FCC Proposes Fine for Alabama Television Station with Late-Filed Issues/Programs Lists
The FCC fined an Alabama television station for failing to timely upload all of its Quarterly Issues/Programs Lists to its Public Inspection File. The station recently filed a license renewal application, and an FCC staff review of the stations' Public Inspection File revealed that the station uploaded fourteen of the Lists late during the license term.
Section 73.3526(e)(11)(i) of the FCC's Rules requires every commercial television station to place in its Public Inspection File "a list of programs that have provided the station's most significant treatment of community issues during the preceding three month period." The list must include a brief narrative of the issues addressed, as well as the date, time, duration, and title of each program addressing those issues. The list must be placed in the Public Inspection File on a quarterly basis within ten days of the end of each calendar quarter.
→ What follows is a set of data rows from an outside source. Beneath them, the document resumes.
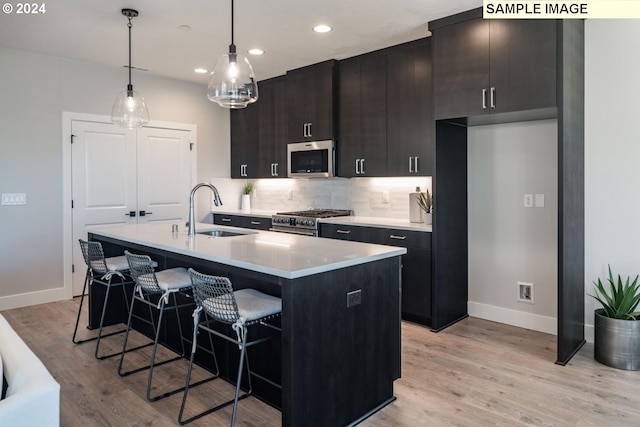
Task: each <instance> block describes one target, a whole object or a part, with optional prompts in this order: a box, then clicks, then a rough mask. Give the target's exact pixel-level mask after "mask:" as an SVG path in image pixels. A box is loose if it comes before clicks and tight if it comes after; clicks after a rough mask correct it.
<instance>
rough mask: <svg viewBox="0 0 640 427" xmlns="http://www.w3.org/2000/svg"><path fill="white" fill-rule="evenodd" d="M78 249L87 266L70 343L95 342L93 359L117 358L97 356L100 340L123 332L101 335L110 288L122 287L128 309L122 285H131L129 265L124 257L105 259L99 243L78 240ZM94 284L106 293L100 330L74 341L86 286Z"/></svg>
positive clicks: (128, 300) (79, 317)
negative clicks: (97, 332)
mask: <svg viewBox="0 0 640 427" xmlns="http://www.w3.org/2000/svg"><path fill="white" fill-rule="evenodd" d="M79 242H80V249H81V250H82V256H83V257H84V262H85V263H86V264H87V273H86V275H85V278H84V285H83V286H82V296H81V297H80V307H79V308H78V316H77V317H76V326H75V328H74V329H73V337H72V338H71V341H73V343H74V344H81V343H83V342H87V341H94V340H95V341H96V351H95V357H96V359H101V360H102V359H107V358H109V357H113V356H117V355H119V354H120V353H119V352H117V353H113V354H108V355H105V356H99V354H98V353H99V350H100V340H101V339H102V338H104V337H109V336H112V335H116V334H120V333H123V332H125V329H122V330H119V331H115V332H111V333H108V334H105V335H102V328H103V325H104V316H105V313H106V311H107V303H108V301H109V294H110V291H111V288H112V287H114V286H122V287H123V294H124V299H125V304H126V306H127V309H128V308H129V299H128V298H127V292H126V290H125V289H124V285H127V284H130V283H133V281H132V280H131V278H130V277H128V272H129V264H128V263H127V259H126V258H125V257H124V256H116V257H110V258H105V256H104V251H103V250H102V245H101V244H100V242H88V241H85V240H82V239H79ZM114 277H117V278H118V281H117V282H113V278H114ZM94 283H98V284H100V285H103V286H105V287H106V293H105V297H104V303H103V304H102V313H101V315H100V328H99V330H98V335H97V336H95V337H92V338H87V339H83V340H76V334H77V332H78V324H79V323H80V313H81V312H82V307H83V305H84V296H85V293H86V292H87V284H88V285H89V286H93V284H94Z"/></svg>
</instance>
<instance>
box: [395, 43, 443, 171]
mask: <svg viewBox="0 0 640 427" xmlns="http://www.w3.org/2000/svg"><path fill="white" fill-rule="evenodd" d="M434 132H435V131H434V121H433V81H432V67H431V38H426V39H421V40H417V41H415V42H410V43H405V44H402V45H399V46H394V47H393V48H391V49H390V52H389V56H388V57H387V175H388V176H413V175H432V174H433V152H434V140H435V133H434Z"/></svg>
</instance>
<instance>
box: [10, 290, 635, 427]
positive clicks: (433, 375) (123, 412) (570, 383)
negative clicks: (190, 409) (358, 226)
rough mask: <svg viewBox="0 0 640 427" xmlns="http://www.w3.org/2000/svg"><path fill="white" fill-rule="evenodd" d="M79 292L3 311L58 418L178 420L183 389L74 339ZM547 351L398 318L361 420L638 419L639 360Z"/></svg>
mask: <svg viewBox="0 0 640 427" xmlns="http://www.w3.org/2000/svg"><path fill="white" fill-rule="evenodd" d="M78 304H79V299H78V298H76V299H74V300H72V301H62V302H56V303H50V304H43V305H38V306H32V307H26V308H20V309H15V310H7V311H4V312H3V313H2V314H3V315H4V316H5V317H6V318H7V320H8V321H9V323H10V324H11V325H12V326H13V327H14V329H15V330H16V331H17V332H18V333H19V334H20V336H21V337H22V338H23V339H24V340H25V342H26V343H27V344H28V345H29V346H30V347H31V349H32V350H33V351H34V352H35V353H36V354H37V355H38V356H39V357H40V358H41V360H42V361H43V362H44V364H45V365H46V366H47V368H48V369H49V370H50V372H51V374H52V375H53V376H54V377H55V378H56V379H57V381H58V382H60V384H61V409H60V412H61V425H62V426H177V425H178V423H177V414H178V411H179V408H180V404H181V401H182V394H181V393H179V394H177V395H174V396H171V397H168V398H166V399H163V400H160V401H158V402H154V403H150V402H147V400H146V398H145V390H146V382H147V372H146V371H145V372H141V373H138V374H134V375H131V376H128V377H124V378H121V377H120V376H118V373H117V363H118V358H112V359H107V360H103V361H98V360H96V359H94V357H93V351H94V344H93V343H86V344H80V345H74V344H72V342H71V334H72V332H73V325H74V322H75V315H76V312H77V307H78ZM81 332H82V333H90V331H81ZM134 338H135V339H138V340H140V339H141V337H139V336H138V337H134ZM105 344H106V345H105V350H106V351H107V350H108V349H109V347H111V348H113V349H115V350H117V349H118V347H119V346H120V345H121V337H120V336H114V337H111V338H107V339H106V340H105ZM0 345H2V344H1V343H0ZM170 355H171V353H169V352H161V354H160V355H159V357H160V358H161V357H169V356H170ZM148 358H149V352H147V351H146V350H143V351H139V352H136V353H134V354H131V357H129V356H127V359H126V362H127V364H128V365H129V367H134V366H140V365H142V364H144V363H145V362H146V363H148ZM554 361H555V336H551V335H547V334H543V333H539V332H534V331H530V330H526V329H520V328H515V327H511V326H506V325H502V324H498V323H493V322H488V321H484V320H479V319H474V318H468V319H466V320H464V321H462V322H460V323H458V324H456V325H454V326H452V327H449V328H447V329H446V330H444V331H442V332H440V333H437V334H435V333H432V332H430V331H429V330H428V329H427V328H424V327H422V326H418V325H414V324H410V323H403V325H402V378H401V379H400V380H397V381H396V382H395V394H396V397H397V400H396V401H395V402H393V403H392V404H391V405H388V406H387V407H385V408H384V409H382V410H381V411H379V412H378V413H376V414H374V415H373V416H371V417H370V418H369V419H367V420H365V421H364V422H363V423H362V424H361V425H362V426H366V427H380V426H398V427H400V426H406V427H414V426H438V427H445V426H465V427H467V426H640V372H629V371H621V370H616V369H613V368H608V367H606V366H604V365H601V364H599V363H597V362H595V361H594V360H593V346H592V345H590V344H587V345H585V346H584V348H583V349H582V350H581V351H580V352H579V353H578V354H577V355H576V356H575V357H574V359H573V360H572V361H571V362H570V363H569V364H568V365H567V366H564V367H562V366H558V365H555V364H554ZM187 365H188V363H187V361H186V360H183V361H178V362H175V363H170V364H168V365H164V366H162V367H160V368H157V370H156V371H154V385H155V387H154V391H153V392H154V393H158V392H163V391H167V390H169V389H170V388H171V387H180V386H182V385H183V383H184V378H185V375H186V369H187ZM125 368H126V367H125ZM204 375H206V372H204V371H203V370H202V369H199V370H198V371H197V372H196V376H197V378H203V377H204ZM233 391H234V390H233V387H232V386H230V385H229V384H227V383H225V382H223V381H221V380H218V381H213V382H211V383H207V384H205V385H203V386H200V387H198V388H195V389H194V392H193V395H192V394H191V392H190V394H189V405H190V407H191V411H193V412H191V413H194V412H195V411H197V410H198V409H204V408H205V407H207V406H208V405H210V404H211V403H212V402H213V401H214V399H220V400H223V399H226V398H229V397H232V396H233ZM327 410H331V408H327ZM187 415H189V414H187ZM230 419H231V408H225V409H223V410H220V411H218V412H217V413H214V414H210V415H207V416H206V417H204V418H202V419H200V420H198V421H195V422H193V423H192V424H190V425H192V426H225V425H229V423H230ZM0 424H1V423H0ZM237 425H238V426H278V425H280V412H278V411H277V410H275V409H273V408H271V407H270V406H268V405H266V404H264V403H263V402H261V401H259V400H258V399H256V398H249V399H245V400H243V401H241V402H240V404H239V412H238V420H237ZM313 425H314V423H313V420H309V426H313Z"/></svg>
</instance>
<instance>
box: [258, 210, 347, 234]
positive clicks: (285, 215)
mask: <svg viewBox="0 0 640 427" xmlns="http://www.w3.org/2000/svg"><path fill="white" fill-rule="evenodd" d="M352 214H353V212H351V211H350V210H348V209H307V210H304V211H295V212H278V213H277V214H275V215H273V216H272V217H271V228H270V230H271V231H283V232H286V233H294V234H305V235H307V236H317V235H318V228H319V226H318V219H321V218H331V217H335V216H349V215H352Z"/></svg>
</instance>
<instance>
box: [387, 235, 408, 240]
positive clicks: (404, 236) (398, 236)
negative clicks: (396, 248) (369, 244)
mask: <svg viewBox="0 0 640 427" xmlns="http://www.w3.org/2000/svg"><path fill="white" fill-rule="evenodd" d="M389 238H390V239H396V240H404V239H406V238H407V236H396V235H395V234H391V235H390V236H389Z"/></svg>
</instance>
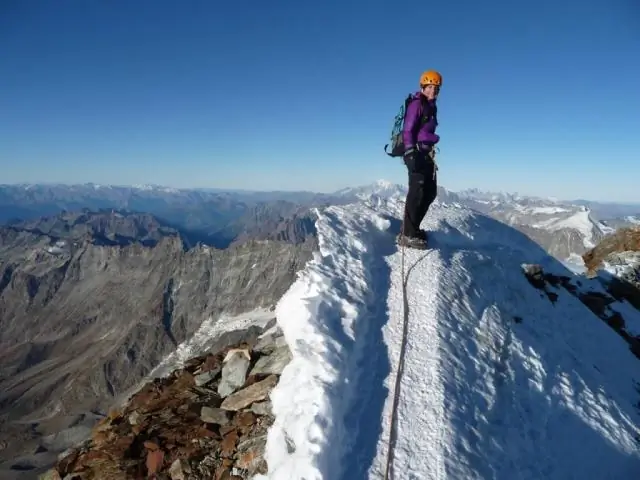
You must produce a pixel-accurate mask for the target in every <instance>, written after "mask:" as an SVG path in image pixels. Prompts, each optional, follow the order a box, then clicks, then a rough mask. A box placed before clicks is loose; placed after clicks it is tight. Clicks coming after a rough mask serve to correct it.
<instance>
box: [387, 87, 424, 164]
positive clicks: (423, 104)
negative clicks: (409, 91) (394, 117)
mask: <svg viewBox="0 0 640 480" xmlns="http://www.w3.org/2000/svg"><path fill="white" fill-rule="evenodd" d="M412 100H413V95H412V94H409V95H407V98H405V99H404V103H403V104H402V105H401V106H400V111H399V112H398V114H397V115H396V116H395V118H394V120H393V129H392V130H391V152H387V147H388V146H389V144H388V143H387V144H386V145H385V146H384V153H386V154H387V155H389V156H390V157H402V156H403V155H404V141H403V140H402V127H403V126H404V115H405V113H406V112H407V107H408V106H409V103H410V102H411V101H412ZM420 101H421V102H422V98H420ZM424 107H425V105H424V103H423V104H422V116H421V117H420V121H419V122H417V123H416V127H415V128H416V131H417V130H419V129H420V127H422V125H424V124H425V123H427V122H428V121H429V118H430V115H425V111H426V110H427V109H426V108H424ZM433 115H434V116H435V115H436V113H435V110H434V112H433Z"/></svg>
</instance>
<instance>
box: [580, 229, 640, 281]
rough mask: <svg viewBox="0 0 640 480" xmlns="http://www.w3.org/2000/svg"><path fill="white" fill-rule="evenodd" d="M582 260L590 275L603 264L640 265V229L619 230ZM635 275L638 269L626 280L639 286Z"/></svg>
mask: <svg viewBox="0 0 640 480" xmlns="http://www.w3.org/2000/svg"><path fill="white" fill-rule="evenodd" d="M582 259H583V260H584V264H585V266H586V267H587V272H588V273H589V274H590V275H593V274H594V273H595V271H596V270H598V269H599V268H602V266H603V265H604V263H605V262H607V263H609V264H611V265H624V264H627V265H629V266H632V267H633V266H638V265H640V227H627V228H620V229H619V230H617V231H616V232H615V233H614V234H611V235H608V236H606V237H605V238H604V239H603V240H602V241H601V242H600V243H599V244H598V245H597V246H596V247H594V248H592V249H591V250H589V251H588V252H586V253H585V254H583V255H582ZM625 273H626V272H625ZM634 273H635V275H634ZM637 273H638V269H636V271H635V272H633V273H630V277H629V278H627V279H626V280H629V281H631V282H633V283H636V284H638V285H640V280H639V279H638V278H637Z"/></svg>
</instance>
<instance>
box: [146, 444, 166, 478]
mask: <svg viewBox="0 0 640 480" xmlns="http://www.w3.org/2000/svg"><path fill="white" fill-rule="evenodd" d="M163 461H164V452H163V451H162V450H150V451H149V452H148V453H147V461H146V466H147V475H154V474H156V473H158V472H159V471H160V469H161V468H162V462H163Z"/></svg>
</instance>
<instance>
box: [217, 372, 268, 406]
mask: <svg viewBox="0 0 640 480" xmlns="http://www.w3.org/2000/svg"><path fill="white" fill-rule="evenodd" d="M276 383H278V377H277V376H276V375H270V376H268V377H267V378H265V379H264V380H262V381H260V382H257V383H254V384H253V385H250V386H249V387H247V388H245V389H242V390H240V391H238V392H236V393H234V394H232V395H230V396H228V397H227V398H225V399H224V401H223V402H222V405H220V408H223V409H225V410H232V411H237V410H242V409H243V408H246V407H248V406H249V405H251V404H252V403H254V402H258V401H261V400H264V399H265V398H267V396H268V395H269V392H270V391H271V390H272V389H273V387H275V385H276Z"/></svg>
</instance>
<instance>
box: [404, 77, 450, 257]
mask: <svg viewBox="0 0 640 480" xmlns="http://www.w3.org/2000/svg"><path fill="white" fill-rule="evenodd" d="M441 86H442V76H441V75H440V74H439V73H438V72H436V71H434V70H429V71H426V72H424V73H423V74H422V75H421V76H420V90H419V91H418V92H416V93H415V94H414V95H413V96H412V98H411V99H410V100H409V103H408V105H407V108H406V112H405V115H404V123H403V128H402V142H403V144H404V155H403V159H404V164H405V165H406V166H407V170H408V173H409V191H408V192H407V199H406V202H405V208H404V221H403V223H402V226H403V229H402V232H400V235H399V236H398V243H399V244H400V245H404V246H407V247H411V248H420V249H425V248H427V233H426V232H425V231H424V230H422V229H421V228H420V223H422V220H423V219H424V217H425V215H426V214H427V211H428V210H429V207H430V206H431V204H432V203H433V201H434V200H435V198H436V195H437V187H438V185H437V178H436V170H437V166H436V163H435V152H434V148H435V144H436V143H438V141H439V140H440V137H439V136H438V135H437V134H436V133H435V132H436V127H437V126H438V119H437V107H436V99H437V97H438V93H439V92H440V87H441Z"/></svg>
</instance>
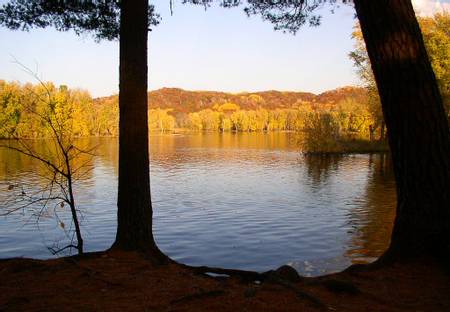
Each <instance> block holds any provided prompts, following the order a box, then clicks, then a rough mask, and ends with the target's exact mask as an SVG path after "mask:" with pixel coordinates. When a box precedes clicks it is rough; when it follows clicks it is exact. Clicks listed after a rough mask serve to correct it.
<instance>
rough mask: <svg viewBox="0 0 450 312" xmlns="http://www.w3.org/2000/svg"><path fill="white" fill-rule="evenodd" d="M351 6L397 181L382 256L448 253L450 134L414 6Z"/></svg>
mask: <svg viewBox="0 0 450 312" xmlns="http://www.w3.org/2000/svg"><path fill="white" fill-rule="evenodd" d="M354 3H355V8H356V12H357V15H358V18H359V22H360V24H361V30H362V33H363V36H364V40H365V42H366V47H367V52H368V54H369V58H370V61H371V64H372V69H373V72H374V75H375V80H376V82H377V86H378V90H379V93H380V98H381V104H382V108H383V114H384V119H385V121H386V127H387V130H388V140H389V145H390V148H391V153H392V159H393V164H394V172H395V178H396V183H397V198H398V203H397V216H396V219H395V223H394V229H393V233H392V238H391V245H390V247H389V249H388V251H387V253H386V254H385V257H384V259H389V258H390V259H398V257H399V256H407V257H408V256H416V255H424V254H433V255H439V256H449V254H450V252H449V250H450V202H449V195H450V192H449V188H448V187H449V185H450V176H449V169H450V165H449V161H450V154H449V152H450V142H449V130H448V125H447V120H446V118H445V114H444V108H443V104H442V98H441V96H440V93H439V89H438V86H437V83H436V79H435V76H434V73H433V70H432V68H431V65H430V62H429V60H428V56H427V53H426V50H425V46H424V43H423V39H422V35H421V32H420V28H419V25H418V23H417V20H416V17H415V13H414V10H413V7H412V5H411V1H410V0H377V1H373V0H355V1H354ZM389 256H391V257H389Z"/></svg>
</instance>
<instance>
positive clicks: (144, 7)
mask: <svg viewBox="0 0 450 312" xmlns="http://www.w3.org/2000/svg"><path fill="white" fill-rule="evenodd" d="M147 12H148V0H134V1H132V0H122V1H121V15H120V85H119V118H120V119H119V190H118V202H117V205H118V213H117V235H116V241H115V242H114V245H113V247H116V248H121V249H125V250H137V251H143V252H145V253H147V254H150V255H151V256H153V257H154V258H157V259H159V260H161V259H164V258H165V256H164V255H163V253H162V252H161V251H160V250H159V249H158V247H157V246H156V243H155V241H154V238H153V233H152V217H153V213H152V203H151V198H150V176H149V154H148V121H147V37H148V35H147V34H148V22H147V19H148V15H147Z"/></svg>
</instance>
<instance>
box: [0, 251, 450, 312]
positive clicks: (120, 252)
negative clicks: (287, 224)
mask: <svg viewBox="0 0 450 312" xmlns="http://www.w3.org/2000/svg"><path fill="white" fill-rule="evenodd" d="M0 311H234V312H237V311H350V312H351V311H450V274H449V271H448V270H447V269H446V268H444V267H443V266H441V265H439V264H436V263H435V262H433V261H431V260H420V261H415V262H409V263H402V264H396V265H392V266H389V267H385V268H382V269H376V270H362V271H354V272H342V273H338V274H332V275H328V276H324V277H319V278H301V279H300V281H297V282H292V281H287V280H284V279H277V280H268V281H264V282H262V283H255V282H248V281H247V282H246V281H243V280H242V279H240V278H238V277H219V278H214V277H209V276H205V275H204V274H199V273H195V272H194V271H192V270H190V269H188V268H184V267H181V266H179V265H176V264H169V265H159V266H158V265H154V264H152V263H151V262H150V261H148V260H146V259H145V258H144V257H143V256H141V255H139V254H136V253H129V252H118V251H114V252H102V253H96V254H91V255H87V256H84V257H81V258H77V257H71V258H60V259H55V260H45V261H41V260H32V259H8V260H0Z"/></svg>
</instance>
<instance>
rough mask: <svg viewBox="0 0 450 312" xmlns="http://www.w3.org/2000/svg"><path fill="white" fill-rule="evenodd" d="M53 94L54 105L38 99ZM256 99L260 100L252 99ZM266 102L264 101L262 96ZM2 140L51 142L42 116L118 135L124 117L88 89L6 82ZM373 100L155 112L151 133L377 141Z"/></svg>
mask: <svg viewBox="0 0 450 312" xmlns="http://www.w3.org/2000/svg"><path fill="white" fill-rule="evenodd" d="M48 90H50V92H52V95H53V98H54V99H55V100H54V101H52V102H48V101H38V100H37V99H39V98H40V97H42V96H43V93H44V92H47V91H48ZM251 96H252V97H254V98H256V97H258V96H256V95H251ZM258 98H259V99H260V101H262V98H261V97H258ZM0 103H1V104H2V105H1V106H0V121H1V124H2V126H1V127H0V137H2V138H46V137H47V136H48V135H49V131H50V129H48V127H47V126H46V125H45V124H43V123H42V122H41V120H40V119H39V118H36V113H45V114H46V115H48V116H53V117H54V118H58V120H64V122H69V123H71V129H72V131H73V133H72V134H73V136H78V137H86V136H116V135H117V134H118V124H119V114H118V101H117V98H113V99H112V100H108V99H107V100H106V101H102V100H100V101H96V100H93V99H92V97H91V96H90V94H89V93H88V92H87V91H84V90H79V89H69V88H67V87H66V86H59V87H56V86H55V85H54V84H52V83H47V84H46V88H44V87H43V86H42V85H40V84H38V85H32V84H23V85H22V84H19V83H16V82H10V83H8V82H5V81H0ZM367 103H368V101H367V100H366V101H364V102H357V100H355V99H354V98H352V97H346V98H343V99H342V100H340V101H339V102H338V103H314V102H298V101H297V102H295V103H292V104H291V107H290V108H276V109H266V108H264V107H261V106H260V107H258V108H257V109H254V110H249V109H241V108H240V107H239V105H237V104H235V103H231V102H224V103H216V104H214V105H213V106H212V107H211V108H207V109H202V110H199V111H195V112H191V113H175V112H174V110H173V109H171V108H169V109H167V108H166V109H161V108H155V109H149V111H148V123H149V130H150V131H161V132H165V131H174V130H176V129H178V128H184V129H188V130H192V131H221V132H225V131H227V132H228V131H235V132H256V131H280V130H281V131H283V130H288V131H307V130H311V129H315V128H319V127H328V128H330V131H329V134H330V135H333V136H334V137H335V138H337V137H344V136H345V137H348V138H358V139H369V138H372V139H373V138H374V132H375V126H374V125H375V119H374V118H373V116H372V115H371V112H370V110H369V106H368V105H367Z"/></svg>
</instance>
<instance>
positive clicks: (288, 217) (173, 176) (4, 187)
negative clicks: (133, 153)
mask: <svg viewBox="0 0 450 312" xmlns="http://www.w3.org/2000/svg"><path fill="white" fill-rule="evenodd" d="M84 142H85V143H86V142H87V143H89V144H96V145H98V148H97V150H96V154H97V156H96V157H95V158H94V159H93V161H92V163H91V165H92V170H91V171H90V172H88V174H87V175H86V176H85V178H84V179H83V180H81V181H79V182H78V183H77V184H76V185H75V188H76V198H77V199H78V204H79V208H80V209H81V210H82V212H83V218H82V231H83V235H84V240H85V249H86V250H87V251H94V250H102V249H106V248H108V247H110V245H111V244H112V242H113V240H114V237H115V230H116V210H117V207H116V199H117V172H118V170H117V161H118V156H117V153H118V152H117V151H118V143H117V139H116V138H93V139H89V140H84ZM33 144H34V145H35V146H37V147H38V148H39V146H40V145H44V141H35V142H33ZM300 151H301V148H300V147H299V140H298V138H297V137H296V134H294V133H281V132H279V133H268V134H264V133H239V134H235V133H224V134H220V133H197V134H176V135H169V134H161V135H155V134H153V135H151V137H150V153H151V156H150V158H151V165H150V183H151V189H152V200H153V209H154V233H155V237H156V241H157V243H158V245H159V246H160V248H161V249H162V250H163V251H164V252H165V253H167V254H168V255H169V256H170V257H172V258H173V259H175V260H177V261H180V262H183V263H186V264H191V265H209V266H218V267H226V268H240V269H249V270H257V271H265V270H269V269H274V268H277V267H279V266H280V265H283V264H289V265H292V266H293V267H295V268H296V269H297V270H298V271H299V272H300V273H301V274H304V275H308V276H316V275H321V274H325V273H329V272H335V271H338V270H342V269H344V268H346V267H347V266H349V265H351V264H352V263H366V262H370V261H373V260H374V259H376V257H377V256H379V255H380V254H381V253H382V252H383V251H384V250H385V249H386V247H387V246H388V244H389V237H390V233H391V229H392V223H393V219H394V216H395V203H396V194H395V181H394V176H393V172H392V168H391V160H390V158H389V156H388V155H386V154H353V155H338V154H334V155H326V156H325V155H304V154H302V153H301V152H300ZM44 174H45V172H44V171H43V169H42V168H40V167H39V165H38V164H37V163H36V162H34V161H31V160H30V159H28V158H27V157H25V156H23V155H20V154H18V153H17V152H14V151H11V150H5V149H0V188H1V192H0V194H1V195H0V200H1V203H0V205H1V206H0V211H1V212H4V211H6V209H7V208H8V207H5V200H6V198H7V197H8V196H9V195H10V194H9V192H10V191H8V186H9V185H12V184H17V183H18V182H21V183H26V184H28V185H31V188H32V189H33V188H35V189H37V188H38V187H39V185H42V183H43V182H42V181H43V178H42V175H44ZM36 209H39V207H29V208H28V209H23V210H20V211H18V212H16V213H14V214H11V215H8V216H1V217H0V258H8V257H18V256H23V257H34V258H50V257H52V254H51V253H50V252H49V250H48V249H47V248H48V247H52V246H64V244H65V243H67V242H68V240H70V233H69V235H68V236H66V234H65V232H64V230H63V229H62V226H61V222H63V223H64V229H66V230H67V229H69V227H70V221H69V220H68V219H67V207H65V208H64V207H59V206H57V207H55V211H56V212H57V213H58V216H59V218H60V219H59V220H57V219H56V218H54V217H53V213H49V214H48V215H47V214H44V215H41V217H40V219H39V221H37V219H36V216H35V213H36Z"/></svg>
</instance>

The FCC noted that five of the Lists were uploaded more than one year late, four Lists were between one month and one year late, and five Lists were uploaded between one day and one month late. When the licensee failed to provide an adequate explanation for the late uploads, the Commission concluded that the licensee willfully and repeatedly violated Section 73.3526 of the FCC's Rules.
Section 1.80(b)(10) of the FCC's Rules establishes a base fine of $10,000 for Public Inspection File violations. However, the Commission may adjust the amount upwards or downwards based upon factors such as the "nature, circumstances, extent and gravity of the violation," in addition to the licensee's "degree of culpability" and "any history of prior offenses." Taking those factors into account, the FCC proposed a fine of $9,000 as appropriate. Noting that the violation did not constitute a "serious violation" nor a pattern of abuse that would prevent renewal of the station's license, the FCC indicated it would grant the license renewal application in a separate proceeding if no other issues arose.